While in Bargmann's lab, Shen discovered how the HSNL neuron in nematodes—which helps regulate egg-laying—chooses its sole synaptic partner. He found that the two partner neurons did not find one another on their own. Instead, guidepost cells positioned near the site of the eventual synapse guided HSNL, which formed its synapse in response to the interaction between the SYG-1 protein residing on its cell surface and the SYG-2 protein dotting the surface of the guidepost cells. "This interaction is the nature of the secret handshake," Shen says.
This was a reasonable explanation for how this single neuron established a connection in the worm's simple nervous system. However, the discovery created a problem for Shen, who hoped his research would help explain how synapses are formed in humans, who have roughly 25,000 genes and 100 trillion synapses. "When I was interviewing for faculty positions and presenting my research, people kept asking me, 'How could there be enough of these types of proteins to account for all synaptic pairs?'" Shen says. "I didn't really have an answer. They were right, it was a problem."
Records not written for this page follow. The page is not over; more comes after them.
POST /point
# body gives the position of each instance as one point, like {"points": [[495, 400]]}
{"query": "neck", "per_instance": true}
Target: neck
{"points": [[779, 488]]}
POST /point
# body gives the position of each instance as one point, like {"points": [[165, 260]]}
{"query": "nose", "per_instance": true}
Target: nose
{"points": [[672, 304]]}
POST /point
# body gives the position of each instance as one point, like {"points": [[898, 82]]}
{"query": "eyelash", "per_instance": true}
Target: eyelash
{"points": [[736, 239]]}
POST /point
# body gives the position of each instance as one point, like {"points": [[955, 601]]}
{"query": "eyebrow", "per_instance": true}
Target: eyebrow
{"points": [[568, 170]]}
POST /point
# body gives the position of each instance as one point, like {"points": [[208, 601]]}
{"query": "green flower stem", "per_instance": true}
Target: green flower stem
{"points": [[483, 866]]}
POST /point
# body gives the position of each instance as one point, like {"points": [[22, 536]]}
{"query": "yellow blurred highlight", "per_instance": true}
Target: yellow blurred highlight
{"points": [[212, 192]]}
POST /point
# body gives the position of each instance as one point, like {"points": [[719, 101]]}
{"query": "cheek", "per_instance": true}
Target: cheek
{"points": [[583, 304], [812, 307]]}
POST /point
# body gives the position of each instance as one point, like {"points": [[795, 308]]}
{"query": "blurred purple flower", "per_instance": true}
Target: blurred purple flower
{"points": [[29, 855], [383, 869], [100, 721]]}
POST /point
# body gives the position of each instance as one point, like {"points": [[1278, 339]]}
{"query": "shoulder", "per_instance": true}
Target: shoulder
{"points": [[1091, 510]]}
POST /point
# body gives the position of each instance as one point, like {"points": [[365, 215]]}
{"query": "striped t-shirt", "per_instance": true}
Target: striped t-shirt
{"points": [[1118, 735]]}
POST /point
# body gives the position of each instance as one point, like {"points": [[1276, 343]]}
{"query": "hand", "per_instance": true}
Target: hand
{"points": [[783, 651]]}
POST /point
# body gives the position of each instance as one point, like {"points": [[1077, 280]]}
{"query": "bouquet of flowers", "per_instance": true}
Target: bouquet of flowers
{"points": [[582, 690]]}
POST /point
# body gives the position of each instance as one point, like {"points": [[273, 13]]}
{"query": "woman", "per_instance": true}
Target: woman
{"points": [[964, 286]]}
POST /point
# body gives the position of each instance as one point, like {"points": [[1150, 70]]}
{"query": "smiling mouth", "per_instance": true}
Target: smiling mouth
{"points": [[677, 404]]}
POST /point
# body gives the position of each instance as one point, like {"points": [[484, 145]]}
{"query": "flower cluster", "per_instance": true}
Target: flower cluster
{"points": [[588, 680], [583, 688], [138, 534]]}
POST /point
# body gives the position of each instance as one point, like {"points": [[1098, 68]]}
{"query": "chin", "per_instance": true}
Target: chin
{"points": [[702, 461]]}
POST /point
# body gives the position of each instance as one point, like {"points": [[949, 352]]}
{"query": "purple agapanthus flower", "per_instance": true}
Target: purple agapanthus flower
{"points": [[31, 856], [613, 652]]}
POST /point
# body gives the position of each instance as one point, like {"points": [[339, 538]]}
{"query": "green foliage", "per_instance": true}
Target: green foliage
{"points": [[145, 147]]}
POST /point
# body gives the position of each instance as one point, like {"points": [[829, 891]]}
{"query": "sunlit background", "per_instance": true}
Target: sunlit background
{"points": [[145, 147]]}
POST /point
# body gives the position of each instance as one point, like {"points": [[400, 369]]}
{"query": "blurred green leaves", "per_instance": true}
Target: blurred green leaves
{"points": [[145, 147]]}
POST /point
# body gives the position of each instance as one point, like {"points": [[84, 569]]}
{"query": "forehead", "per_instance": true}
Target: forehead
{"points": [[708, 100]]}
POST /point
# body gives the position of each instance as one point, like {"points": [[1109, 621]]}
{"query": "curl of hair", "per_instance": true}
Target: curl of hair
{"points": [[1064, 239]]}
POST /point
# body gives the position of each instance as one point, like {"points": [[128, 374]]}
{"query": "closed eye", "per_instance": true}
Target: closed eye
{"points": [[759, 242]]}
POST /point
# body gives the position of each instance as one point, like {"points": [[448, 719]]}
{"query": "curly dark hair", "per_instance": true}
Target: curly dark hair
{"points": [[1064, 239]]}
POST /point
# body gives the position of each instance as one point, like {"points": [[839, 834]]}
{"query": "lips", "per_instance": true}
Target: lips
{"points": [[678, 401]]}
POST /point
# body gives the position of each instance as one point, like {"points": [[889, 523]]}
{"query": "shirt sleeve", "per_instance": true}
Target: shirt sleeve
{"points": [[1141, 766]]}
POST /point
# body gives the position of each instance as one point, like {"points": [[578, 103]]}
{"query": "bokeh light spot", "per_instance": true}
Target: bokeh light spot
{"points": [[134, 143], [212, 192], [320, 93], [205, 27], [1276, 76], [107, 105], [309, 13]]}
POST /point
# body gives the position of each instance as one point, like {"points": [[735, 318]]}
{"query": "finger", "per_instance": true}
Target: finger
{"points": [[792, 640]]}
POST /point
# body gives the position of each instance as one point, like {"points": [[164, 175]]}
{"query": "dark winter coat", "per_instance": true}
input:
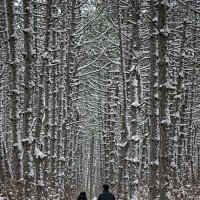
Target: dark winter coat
{"points": [[82, 198], [106, 196]]}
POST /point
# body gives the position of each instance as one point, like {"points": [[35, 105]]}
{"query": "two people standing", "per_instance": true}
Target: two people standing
{"points": [[106, 195]]}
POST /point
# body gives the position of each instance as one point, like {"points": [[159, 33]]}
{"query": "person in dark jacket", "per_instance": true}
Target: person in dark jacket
{"points": [[106, 195], [82, 196]]}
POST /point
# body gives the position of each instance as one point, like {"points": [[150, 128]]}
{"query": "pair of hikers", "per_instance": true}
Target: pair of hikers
{"points": [[106, 195]]}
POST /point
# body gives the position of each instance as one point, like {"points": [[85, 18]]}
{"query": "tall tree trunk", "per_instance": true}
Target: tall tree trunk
{"points": [[14, 65], [164, 115], [28, 107], [154, 138]]}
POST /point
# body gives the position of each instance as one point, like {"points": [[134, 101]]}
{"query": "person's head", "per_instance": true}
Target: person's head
{"points": [[105, 187], [82, 194]]}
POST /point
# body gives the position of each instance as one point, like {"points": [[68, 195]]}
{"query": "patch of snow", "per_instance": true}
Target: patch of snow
{"points": [[39, 154]]}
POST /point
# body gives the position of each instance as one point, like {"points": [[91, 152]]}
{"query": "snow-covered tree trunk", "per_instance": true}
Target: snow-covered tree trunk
{"points": [[135, 100], [54, 65], [180, 97], [68, 146], [28, 107], [39, 161], [123, 148], [154, 137], [14, 65], [164, 115]]}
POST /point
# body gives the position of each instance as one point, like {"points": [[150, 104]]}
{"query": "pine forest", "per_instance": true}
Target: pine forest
{"points": [[97, 92]]}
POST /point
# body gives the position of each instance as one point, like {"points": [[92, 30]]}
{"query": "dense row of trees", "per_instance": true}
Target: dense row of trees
{"points": [[96, 92]]}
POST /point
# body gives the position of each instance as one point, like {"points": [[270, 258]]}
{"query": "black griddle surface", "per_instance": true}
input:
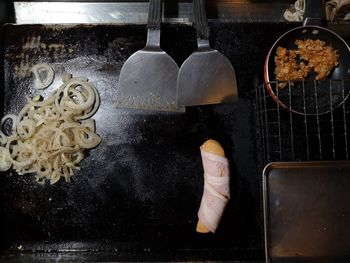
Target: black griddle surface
{"points": [[140, 189]]}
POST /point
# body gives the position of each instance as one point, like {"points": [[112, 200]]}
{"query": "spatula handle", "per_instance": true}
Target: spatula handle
{"points": [[200, 19], [154, 14], [315, 9]]}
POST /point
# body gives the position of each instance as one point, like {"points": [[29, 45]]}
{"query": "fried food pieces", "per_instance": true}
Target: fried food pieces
{"points": [[294, 65]]}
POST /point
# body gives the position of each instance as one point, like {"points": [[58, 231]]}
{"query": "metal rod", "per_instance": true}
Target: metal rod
{"points": [[291, 119], [279, 127], [332, 118], [318, 121], [344, 121], [266, 128]]}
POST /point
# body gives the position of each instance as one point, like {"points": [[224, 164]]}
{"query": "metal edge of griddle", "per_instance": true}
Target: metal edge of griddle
{"points": [[278, 165]]}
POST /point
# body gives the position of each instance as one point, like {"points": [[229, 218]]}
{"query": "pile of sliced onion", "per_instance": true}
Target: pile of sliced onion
{"points": [[49, 136]]}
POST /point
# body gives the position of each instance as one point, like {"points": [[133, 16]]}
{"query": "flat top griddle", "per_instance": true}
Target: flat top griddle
{"points": [[139, 190], [307, 212], [137, 195]]}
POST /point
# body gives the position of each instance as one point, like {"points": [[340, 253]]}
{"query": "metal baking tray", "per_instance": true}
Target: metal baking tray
{"points": [[307, 212], [137, 194]]}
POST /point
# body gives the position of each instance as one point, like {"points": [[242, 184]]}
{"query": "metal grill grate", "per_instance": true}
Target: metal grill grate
{"points": [[284, 135]]}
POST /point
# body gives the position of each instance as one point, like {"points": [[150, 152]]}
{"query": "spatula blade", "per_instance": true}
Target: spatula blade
{"points": [[206, 77], [148, 81]]}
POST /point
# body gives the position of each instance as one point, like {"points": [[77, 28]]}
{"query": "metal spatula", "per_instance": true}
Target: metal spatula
{"points": [[206, 76], [148, 78]]}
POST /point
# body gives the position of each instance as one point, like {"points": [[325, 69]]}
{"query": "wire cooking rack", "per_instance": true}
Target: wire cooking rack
{"points": [[283, 135]]}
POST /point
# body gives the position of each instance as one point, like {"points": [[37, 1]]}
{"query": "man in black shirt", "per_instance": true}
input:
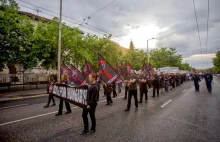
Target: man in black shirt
{"points": [[92, 98], [132, 84], [143, 86]]}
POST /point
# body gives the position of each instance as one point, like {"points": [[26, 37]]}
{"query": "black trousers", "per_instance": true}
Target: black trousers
{"points": [[154, 90], [49, 99], [130, 94], [61, 107], [126, 92], [114, 92], [91, 112], [109, 98], [142, 92]]}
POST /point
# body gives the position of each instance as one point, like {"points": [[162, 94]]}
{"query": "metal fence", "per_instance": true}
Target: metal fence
{"points": [[23, 81]]}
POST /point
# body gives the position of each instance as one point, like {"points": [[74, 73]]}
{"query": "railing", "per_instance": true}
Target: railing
{"points": [[22, 81], [74, 95]]}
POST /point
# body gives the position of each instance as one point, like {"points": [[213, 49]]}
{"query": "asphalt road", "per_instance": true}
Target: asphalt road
{"points": [[179, 115]]}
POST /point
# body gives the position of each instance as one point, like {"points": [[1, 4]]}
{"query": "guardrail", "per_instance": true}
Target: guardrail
{"points": [[22, 81]]}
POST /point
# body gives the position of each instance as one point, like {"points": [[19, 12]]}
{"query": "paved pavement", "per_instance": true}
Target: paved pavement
{"points": [[17, 95], [180, 115]]}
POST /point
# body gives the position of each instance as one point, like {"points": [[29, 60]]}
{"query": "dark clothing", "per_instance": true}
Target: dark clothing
{"points": [[208, 80], [68, 108], [156, 85], [92, 98], [196, 80], [92, 94], [143, 88], [114, 89], [130, 94], [133, 86], [49, 99], [126, 92], [91, 112]]}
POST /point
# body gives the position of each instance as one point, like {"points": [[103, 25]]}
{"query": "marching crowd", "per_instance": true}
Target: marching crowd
{"points": [[160, 82]]}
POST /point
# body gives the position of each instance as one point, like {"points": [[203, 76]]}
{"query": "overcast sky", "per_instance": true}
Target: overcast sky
{"points": [[171, 22]]}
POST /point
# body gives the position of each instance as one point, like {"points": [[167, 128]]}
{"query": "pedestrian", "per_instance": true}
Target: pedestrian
{"points": [[52, 81], [132, 90], [114, 89], [92, 98], [126, 90], [68, 108], [208, 79], [196, 80], [143, 86], [156, 84], [109, 89]]}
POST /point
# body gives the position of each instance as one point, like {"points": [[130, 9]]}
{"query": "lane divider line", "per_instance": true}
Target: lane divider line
{"points": [[166, 103], [28, 118], [14, 106]]}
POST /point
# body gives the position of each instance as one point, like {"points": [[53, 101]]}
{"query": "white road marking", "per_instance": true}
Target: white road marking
{"points": [[28, 118], [14, 106], [166, 103]]}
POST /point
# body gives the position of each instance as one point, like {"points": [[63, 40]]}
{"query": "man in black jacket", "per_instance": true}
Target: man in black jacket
{"points": [[92, 98]]}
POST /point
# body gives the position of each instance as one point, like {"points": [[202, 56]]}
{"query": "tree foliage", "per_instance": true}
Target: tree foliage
{"points": [[22, 42]]}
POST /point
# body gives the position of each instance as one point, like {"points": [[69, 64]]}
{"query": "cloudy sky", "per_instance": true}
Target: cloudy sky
{"points": [[171, 22]]}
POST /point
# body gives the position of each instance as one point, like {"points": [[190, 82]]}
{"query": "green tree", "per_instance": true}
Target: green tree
{"points": [[15, 36]]}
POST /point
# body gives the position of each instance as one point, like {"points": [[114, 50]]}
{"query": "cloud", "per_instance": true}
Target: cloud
{"points": [[171, 22]]}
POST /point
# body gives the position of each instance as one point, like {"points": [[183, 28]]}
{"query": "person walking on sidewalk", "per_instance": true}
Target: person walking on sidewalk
{"points": [[143, 86], [132, 91], [196, 80], [49, 91], [92, 98], [65, 81]]}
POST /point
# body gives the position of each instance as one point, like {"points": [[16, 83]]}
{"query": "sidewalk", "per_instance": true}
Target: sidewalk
{"points": [[17, 95]]}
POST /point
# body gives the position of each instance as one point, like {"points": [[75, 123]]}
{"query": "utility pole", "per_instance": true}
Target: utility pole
{"points": [[59, 44]]}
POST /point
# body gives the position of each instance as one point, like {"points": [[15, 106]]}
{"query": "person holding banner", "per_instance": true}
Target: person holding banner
{"points": [[132, 91], [49, 91], [143, 86], [92, 98], [68, 108]]}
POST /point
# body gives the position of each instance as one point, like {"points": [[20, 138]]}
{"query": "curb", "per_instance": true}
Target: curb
{"points": [[22, 98]]}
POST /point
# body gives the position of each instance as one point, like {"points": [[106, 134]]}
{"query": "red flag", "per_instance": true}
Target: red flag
{"points": [[76, 76], [107, 72]]}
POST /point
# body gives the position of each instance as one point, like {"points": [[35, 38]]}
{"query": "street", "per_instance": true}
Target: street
{"points": [[178, 115]]}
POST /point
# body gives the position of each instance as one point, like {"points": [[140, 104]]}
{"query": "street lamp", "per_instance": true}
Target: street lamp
{"points": [[148, 57]]}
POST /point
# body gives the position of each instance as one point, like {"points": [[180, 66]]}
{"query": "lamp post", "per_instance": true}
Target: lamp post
{"points": [[59, 44], [148, 57]]}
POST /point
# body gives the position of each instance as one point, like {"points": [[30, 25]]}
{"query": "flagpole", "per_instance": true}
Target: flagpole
{"points": [[59, 43]]}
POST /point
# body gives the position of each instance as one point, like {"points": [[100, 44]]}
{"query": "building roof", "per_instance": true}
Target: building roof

Shen, now at Stanford University, has focused on studying how neurons build synaptic connections. His group uses genetic screens to collect mutants likely involved in the development of synapses, which has helped him make inroads into that problem. His lab has discovered that a diverse array of mechanisms modulate synaptic connectivity and prompt the formation of specific synapses. One solution to the greater complexity faced by developing neurons in higher organisms, such as humans, is the existence of a combination of positive and negative signals that guide synapse formation, Shen says. His lab has found some positive signals that encourage synapse formation and some negative signals that ward off neurons trying to establish an inappropriate connection.
"Having negative and positive signals solves the problem of not having enough genes to go around—a combinatorial mechanism significantly increases the diversity of the signals" that can direct the formation of a synapse, Shen says.
His lab is focusing on further understanding those signals and searching for others in the nematode as well as in mice and other vertebrates. His team is exploring whether several mouse proteins—Nephrin and NEPH1, -2, and -3, which are similar to SYG-1 and SYG-2—trigger synapse formation by interacting with each other. In addition, the lab is collaborating with HHMI investigator Richard Axel at Columbia University to see if the same mouse proteins play a role in development of the olfactory system.
"Building a synapse requires many proteins to localize at the right place at the right time," Shen says. "I speculate that ultimately the question of synaptic formation is going to be solved by studying a variety of different synapses."
Synapses aren't uniform entities—for example, those driving muscle contractions are enormous compared with others in the brain. In addition, some synapses can rearrange themselves while others are static. The genetic screens Shen's lab uses to collect mutations have uncovered a worm mutant that is related to aging—the synapses develop normally but fall apart as they age. "Aging humans tend to lose synaptic functions before neurons are lost," Shen says, noting that the synapses of nematodes are remarkably similar to those in human brains.
"Neuroscience has really exploded over the last decade as many new tools are now available to address questions that have been around for decades," Shen says. "It is a very exciting time to be a neurobiologist."